Le symbole est fort. Le traité remplacerait l'accord de La Celle-Saint-Cloud signé en novembre 1955, qui avait préparé le retour de Mohammed V et ouvert la voie à l'indépendance du Royaume quelques mois plus tard. Plus de sept décennies après, Rabat estime que les relations franco-marocaines ne peuvent plus être structurées par un héritage postcolonial mais doivent refléter les nouvelles réalités économiques, diplomatiques et stratégiques. 

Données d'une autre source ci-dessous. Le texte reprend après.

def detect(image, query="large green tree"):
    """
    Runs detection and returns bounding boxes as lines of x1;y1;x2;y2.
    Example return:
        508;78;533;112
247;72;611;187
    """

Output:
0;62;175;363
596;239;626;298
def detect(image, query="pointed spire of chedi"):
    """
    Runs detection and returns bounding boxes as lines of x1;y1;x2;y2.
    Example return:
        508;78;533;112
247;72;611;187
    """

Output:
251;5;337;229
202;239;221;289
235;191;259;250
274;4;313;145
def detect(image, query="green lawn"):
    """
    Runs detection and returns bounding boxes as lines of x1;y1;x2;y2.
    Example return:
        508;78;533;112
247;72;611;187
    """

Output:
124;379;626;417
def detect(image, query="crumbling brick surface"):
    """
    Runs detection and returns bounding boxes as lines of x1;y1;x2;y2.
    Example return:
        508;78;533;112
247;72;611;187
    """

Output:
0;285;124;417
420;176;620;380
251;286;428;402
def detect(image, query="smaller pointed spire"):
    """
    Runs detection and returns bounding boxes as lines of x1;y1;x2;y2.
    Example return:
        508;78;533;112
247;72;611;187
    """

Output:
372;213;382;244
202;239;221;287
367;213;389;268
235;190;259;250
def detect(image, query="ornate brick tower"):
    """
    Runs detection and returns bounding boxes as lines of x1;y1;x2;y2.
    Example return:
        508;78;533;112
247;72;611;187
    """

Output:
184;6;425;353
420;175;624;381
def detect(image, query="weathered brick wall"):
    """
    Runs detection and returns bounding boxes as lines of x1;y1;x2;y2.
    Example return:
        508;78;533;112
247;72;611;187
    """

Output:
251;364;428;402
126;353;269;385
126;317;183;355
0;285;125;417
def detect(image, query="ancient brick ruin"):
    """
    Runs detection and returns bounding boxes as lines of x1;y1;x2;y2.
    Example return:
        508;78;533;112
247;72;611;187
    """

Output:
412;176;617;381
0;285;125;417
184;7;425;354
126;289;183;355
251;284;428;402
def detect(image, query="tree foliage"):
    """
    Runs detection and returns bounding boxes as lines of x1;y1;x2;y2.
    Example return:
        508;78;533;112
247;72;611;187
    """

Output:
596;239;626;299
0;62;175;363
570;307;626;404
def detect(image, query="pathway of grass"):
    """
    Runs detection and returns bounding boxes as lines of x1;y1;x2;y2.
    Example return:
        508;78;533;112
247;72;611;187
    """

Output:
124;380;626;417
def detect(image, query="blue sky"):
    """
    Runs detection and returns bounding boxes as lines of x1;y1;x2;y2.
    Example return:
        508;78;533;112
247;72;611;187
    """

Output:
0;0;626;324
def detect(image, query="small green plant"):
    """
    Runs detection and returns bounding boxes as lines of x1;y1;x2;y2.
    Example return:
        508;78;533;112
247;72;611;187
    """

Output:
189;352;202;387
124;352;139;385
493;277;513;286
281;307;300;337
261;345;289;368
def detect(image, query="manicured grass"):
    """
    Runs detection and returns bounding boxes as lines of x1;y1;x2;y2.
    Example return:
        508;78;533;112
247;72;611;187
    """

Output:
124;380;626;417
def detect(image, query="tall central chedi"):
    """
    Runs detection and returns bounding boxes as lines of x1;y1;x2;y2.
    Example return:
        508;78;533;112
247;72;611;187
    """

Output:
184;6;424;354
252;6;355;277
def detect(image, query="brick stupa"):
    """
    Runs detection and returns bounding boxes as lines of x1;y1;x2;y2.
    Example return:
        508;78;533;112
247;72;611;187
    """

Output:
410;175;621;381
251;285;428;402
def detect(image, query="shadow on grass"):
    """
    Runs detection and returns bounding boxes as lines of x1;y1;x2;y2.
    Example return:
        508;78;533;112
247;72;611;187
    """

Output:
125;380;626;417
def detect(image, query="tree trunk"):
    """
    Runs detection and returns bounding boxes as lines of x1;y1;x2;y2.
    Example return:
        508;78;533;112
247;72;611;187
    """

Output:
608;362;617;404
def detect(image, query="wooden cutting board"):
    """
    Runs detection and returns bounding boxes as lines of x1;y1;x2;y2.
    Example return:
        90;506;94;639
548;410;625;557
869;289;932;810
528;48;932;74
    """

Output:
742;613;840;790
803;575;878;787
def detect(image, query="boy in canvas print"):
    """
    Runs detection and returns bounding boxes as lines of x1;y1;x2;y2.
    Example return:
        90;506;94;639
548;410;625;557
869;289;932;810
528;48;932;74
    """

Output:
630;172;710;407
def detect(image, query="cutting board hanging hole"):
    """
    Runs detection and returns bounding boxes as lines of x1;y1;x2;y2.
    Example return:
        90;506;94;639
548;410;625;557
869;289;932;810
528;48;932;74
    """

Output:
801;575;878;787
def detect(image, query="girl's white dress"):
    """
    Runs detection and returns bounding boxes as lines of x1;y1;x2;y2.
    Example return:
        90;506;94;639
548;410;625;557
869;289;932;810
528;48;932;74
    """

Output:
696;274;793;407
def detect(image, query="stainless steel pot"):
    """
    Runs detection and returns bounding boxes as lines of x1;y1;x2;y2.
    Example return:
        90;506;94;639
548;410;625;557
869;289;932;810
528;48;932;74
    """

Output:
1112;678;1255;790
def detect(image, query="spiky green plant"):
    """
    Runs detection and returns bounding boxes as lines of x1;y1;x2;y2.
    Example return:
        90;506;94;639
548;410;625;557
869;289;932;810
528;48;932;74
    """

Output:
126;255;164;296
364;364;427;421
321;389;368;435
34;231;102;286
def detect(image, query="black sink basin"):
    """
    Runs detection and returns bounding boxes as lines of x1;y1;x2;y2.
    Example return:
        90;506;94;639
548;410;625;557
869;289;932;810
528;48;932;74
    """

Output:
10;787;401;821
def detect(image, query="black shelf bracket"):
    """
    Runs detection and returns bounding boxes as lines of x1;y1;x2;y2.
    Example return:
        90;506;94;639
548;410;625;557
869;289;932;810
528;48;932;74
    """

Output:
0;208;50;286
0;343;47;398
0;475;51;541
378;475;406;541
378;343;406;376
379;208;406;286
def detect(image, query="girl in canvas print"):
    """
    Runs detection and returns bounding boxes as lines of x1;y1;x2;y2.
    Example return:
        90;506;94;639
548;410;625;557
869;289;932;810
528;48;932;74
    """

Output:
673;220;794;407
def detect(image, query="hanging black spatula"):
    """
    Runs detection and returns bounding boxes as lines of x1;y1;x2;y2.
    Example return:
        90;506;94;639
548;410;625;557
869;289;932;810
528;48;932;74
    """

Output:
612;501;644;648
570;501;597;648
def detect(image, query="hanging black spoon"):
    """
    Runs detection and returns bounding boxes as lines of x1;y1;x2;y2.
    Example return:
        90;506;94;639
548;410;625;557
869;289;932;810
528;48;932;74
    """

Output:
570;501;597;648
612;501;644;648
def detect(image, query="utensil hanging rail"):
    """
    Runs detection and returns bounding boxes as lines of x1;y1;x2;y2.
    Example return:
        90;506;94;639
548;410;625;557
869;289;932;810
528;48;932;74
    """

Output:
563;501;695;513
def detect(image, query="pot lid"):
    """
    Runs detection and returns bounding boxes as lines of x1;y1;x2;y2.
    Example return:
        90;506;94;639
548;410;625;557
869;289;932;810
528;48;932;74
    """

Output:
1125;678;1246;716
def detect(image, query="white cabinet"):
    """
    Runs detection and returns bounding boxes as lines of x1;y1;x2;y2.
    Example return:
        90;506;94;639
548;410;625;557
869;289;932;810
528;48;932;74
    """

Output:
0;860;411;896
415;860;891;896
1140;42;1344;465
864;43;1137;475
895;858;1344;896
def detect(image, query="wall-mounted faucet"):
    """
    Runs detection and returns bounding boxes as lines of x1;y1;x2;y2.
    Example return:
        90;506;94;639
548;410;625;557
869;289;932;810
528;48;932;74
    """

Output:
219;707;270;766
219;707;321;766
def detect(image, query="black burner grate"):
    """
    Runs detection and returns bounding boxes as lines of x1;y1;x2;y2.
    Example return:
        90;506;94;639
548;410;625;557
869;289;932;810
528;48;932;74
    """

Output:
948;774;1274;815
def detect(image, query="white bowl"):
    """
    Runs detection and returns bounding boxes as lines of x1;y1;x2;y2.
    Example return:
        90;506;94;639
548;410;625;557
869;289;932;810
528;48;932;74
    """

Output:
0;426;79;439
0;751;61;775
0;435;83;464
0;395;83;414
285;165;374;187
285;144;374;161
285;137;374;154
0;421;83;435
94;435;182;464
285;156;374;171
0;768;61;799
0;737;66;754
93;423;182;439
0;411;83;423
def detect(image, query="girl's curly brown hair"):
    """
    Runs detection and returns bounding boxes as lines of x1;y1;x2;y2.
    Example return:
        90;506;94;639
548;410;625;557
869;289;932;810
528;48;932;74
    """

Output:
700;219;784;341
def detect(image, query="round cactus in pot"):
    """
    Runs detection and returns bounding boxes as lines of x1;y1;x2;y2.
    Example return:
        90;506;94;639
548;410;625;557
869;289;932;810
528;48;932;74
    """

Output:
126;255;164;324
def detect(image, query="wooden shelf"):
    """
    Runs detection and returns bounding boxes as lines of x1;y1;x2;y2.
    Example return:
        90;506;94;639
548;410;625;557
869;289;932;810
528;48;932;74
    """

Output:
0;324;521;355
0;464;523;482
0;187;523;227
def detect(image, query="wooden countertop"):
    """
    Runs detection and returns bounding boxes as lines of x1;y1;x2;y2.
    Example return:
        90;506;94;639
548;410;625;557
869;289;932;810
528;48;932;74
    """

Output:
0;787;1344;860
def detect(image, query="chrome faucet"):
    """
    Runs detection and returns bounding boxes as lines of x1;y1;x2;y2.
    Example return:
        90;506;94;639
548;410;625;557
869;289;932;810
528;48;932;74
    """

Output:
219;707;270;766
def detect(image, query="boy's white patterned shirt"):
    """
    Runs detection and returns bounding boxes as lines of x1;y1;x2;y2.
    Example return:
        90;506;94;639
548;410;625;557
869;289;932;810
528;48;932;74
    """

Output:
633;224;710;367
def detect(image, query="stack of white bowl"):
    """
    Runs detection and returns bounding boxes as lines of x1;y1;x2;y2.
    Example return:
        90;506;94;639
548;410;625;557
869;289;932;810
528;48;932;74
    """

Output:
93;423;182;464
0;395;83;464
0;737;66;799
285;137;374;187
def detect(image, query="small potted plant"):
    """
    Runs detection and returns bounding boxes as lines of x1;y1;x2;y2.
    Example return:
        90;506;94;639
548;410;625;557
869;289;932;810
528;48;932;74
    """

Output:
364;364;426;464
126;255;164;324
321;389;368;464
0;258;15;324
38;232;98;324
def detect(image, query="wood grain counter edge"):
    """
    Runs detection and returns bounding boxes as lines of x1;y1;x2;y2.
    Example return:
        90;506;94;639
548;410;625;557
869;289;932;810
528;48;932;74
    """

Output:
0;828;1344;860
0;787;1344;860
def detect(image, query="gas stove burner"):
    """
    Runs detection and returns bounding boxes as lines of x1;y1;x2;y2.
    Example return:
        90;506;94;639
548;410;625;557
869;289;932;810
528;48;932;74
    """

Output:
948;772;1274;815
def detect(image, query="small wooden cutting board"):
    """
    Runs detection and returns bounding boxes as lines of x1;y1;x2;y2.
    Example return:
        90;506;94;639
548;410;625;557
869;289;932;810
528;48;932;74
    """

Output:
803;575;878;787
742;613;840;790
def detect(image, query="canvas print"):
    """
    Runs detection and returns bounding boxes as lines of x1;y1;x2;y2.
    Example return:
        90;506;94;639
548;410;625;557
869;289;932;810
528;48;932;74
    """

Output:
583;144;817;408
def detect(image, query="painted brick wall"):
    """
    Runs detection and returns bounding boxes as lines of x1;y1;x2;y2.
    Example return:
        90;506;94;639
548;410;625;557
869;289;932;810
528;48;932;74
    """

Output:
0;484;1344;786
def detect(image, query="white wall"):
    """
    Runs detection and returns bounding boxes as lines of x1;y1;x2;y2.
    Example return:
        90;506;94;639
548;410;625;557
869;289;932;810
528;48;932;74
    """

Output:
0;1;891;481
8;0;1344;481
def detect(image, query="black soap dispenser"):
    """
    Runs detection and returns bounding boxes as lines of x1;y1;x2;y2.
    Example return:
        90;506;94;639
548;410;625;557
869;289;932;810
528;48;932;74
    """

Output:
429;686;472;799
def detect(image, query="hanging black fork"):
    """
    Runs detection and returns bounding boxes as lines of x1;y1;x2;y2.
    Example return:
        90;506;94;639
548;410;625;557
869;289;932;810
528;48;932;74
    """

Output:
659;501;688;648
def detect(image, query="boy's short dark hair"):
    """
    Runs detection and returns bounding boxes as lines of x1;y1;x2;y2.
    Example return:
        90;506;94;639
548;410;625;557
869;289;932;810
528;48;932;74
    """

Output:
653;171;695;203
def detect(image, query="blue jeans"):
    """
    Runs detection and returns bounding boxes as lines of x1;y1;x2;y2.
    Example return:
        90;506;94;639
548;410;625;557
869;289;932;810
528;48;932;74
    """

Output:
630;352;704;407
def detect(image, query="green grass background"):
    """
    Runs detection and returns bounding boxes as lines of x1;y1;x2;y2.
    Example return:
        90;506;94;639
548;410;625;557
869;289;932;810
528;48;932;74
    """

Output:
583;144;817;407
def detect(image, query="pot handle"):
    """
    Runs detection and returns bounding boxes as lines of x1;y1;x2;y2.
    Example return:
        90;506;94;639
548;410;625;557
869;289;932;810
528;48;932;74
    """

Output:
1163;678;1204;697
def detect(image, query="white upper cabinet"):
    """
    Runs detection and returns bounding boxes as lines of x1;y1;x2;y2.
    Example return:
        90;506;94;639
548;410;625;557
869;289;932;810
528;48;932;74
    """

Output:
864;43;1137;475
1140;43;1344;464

Un partenariat économique beaucoup plus ambitieux

Le premier pilier concernerait l'économie et l'industrie. Les informations publiées évoquent un engagement français à renforcer ses investissements dans plusieurs secteurs stratégiques marocains : automobile, industrie ferroviaire, transport maritime, défense et nouvelles technologies industrielles.

En contrepartie, le Maroc offrirait un accès privilégié aux entreprises françaises dans certains grands projets d'infrastructures, de transport, d'énergies renouvelables et d'industrie de défense. Des incitations fiscales pourraient également accompagner ces investissements afin de renforcer la compétitivité des groupes français face à d'autres acteurs internationaux. 

Cette orientation traduit une évolution importante : la relation ne serait plus uniquement commerciale mais davantage tournée vers la co-production industrielle, les chaînes de valeur et les investissements de long terme.

Autre évolution notable : la coopération militaire. Le futur traité prévoirait un approfondissement du partenariat en matière de défense, avec des transferts de technologies et le développement d'une industrie militaire marocaine plus intégrée.

Les domaines évoqués couvrent notamment les véhicules blindés, les munitions, l'aéronautique militaire et différents équipements de défense. Les exercices conjoints ainsi que la coopération entre services de renseignement seraient également renforcés afin de répondre aux défis sécuritaires du Sahel et de l'Afrique de l'Ouest. 

Cette dimension confirme que les relations franco-marocaines dépassent désormais largement le cadre diplomatique traditionnel.

Le volet culturel apparaît probablement comme le plus sensible.

Selon les éléments publiés, Paris souhaiterait consolider la place de la langue française dans l'administration, l'enseignement supérieur et les milieux économiques marocains. Le développement des Instituts français, du réseau de l'Alliance française et des établissements scolaires français ferait partie des pistes étudiées. 

Mais cette ambition intervient alors que le Maroc accélère parallèlement son ouverture vers l'anglais, devenu la langue dominante des échanges économiques internationaux, de la recherche scientifique et des nouvelles technologies.

Le futur traité devra donc probablement composer avec une réalité désormais installée : préserver la francophonie sans freiner l'internationalisation linguistique du Royaume.

Le Sahara et l'Afrique au cœur du partenariat stratégique

Le quatrième pilier concerne la géopolitique.

La France confirmerait son soutien aux positions marocaines concernant le plan d'autonomie pour le Sahara marocain ainsi qu'à la défense des intérêts du Royaume dans plusieurs enceintes européennes et internationales. En parallèle, Paris chercherait à s'appuyer davantage sur le Maroc pour retrouver une influence en Afrique de l'Ouest, région où son poids s'est fortement érodé ces dernières années. 

Cette complémentarité traduit une évolution stratégique : le Maroc n'est plus seulement un partenaire méditerranéen de la France mais devient progressivement un acteur régional capable de servir de relais diplomatique, économique et sécuritaire sur le continent africain.

​Une nouvelle relation... sous réserve de confirmation officielle

Si ces orientations se confirment lors de la signature du traité, elles marqueraient une transformation profonde des relations franco-marocaines. La logique historique laisserait place à une logique d'intérêts mutuels, où investissements, sécurité, industrie et influence régionale primeraient sur les références au passé commun.

Il convient toutefois de rappeler que les éléments présentés proviennent de fuites relayées par la presse et décrivent un texte toujours en négociation au moment de leur publication. Les dispositions définitives ne seront connues qu'après la signature officielle du traité et la publication de son contenu intégral.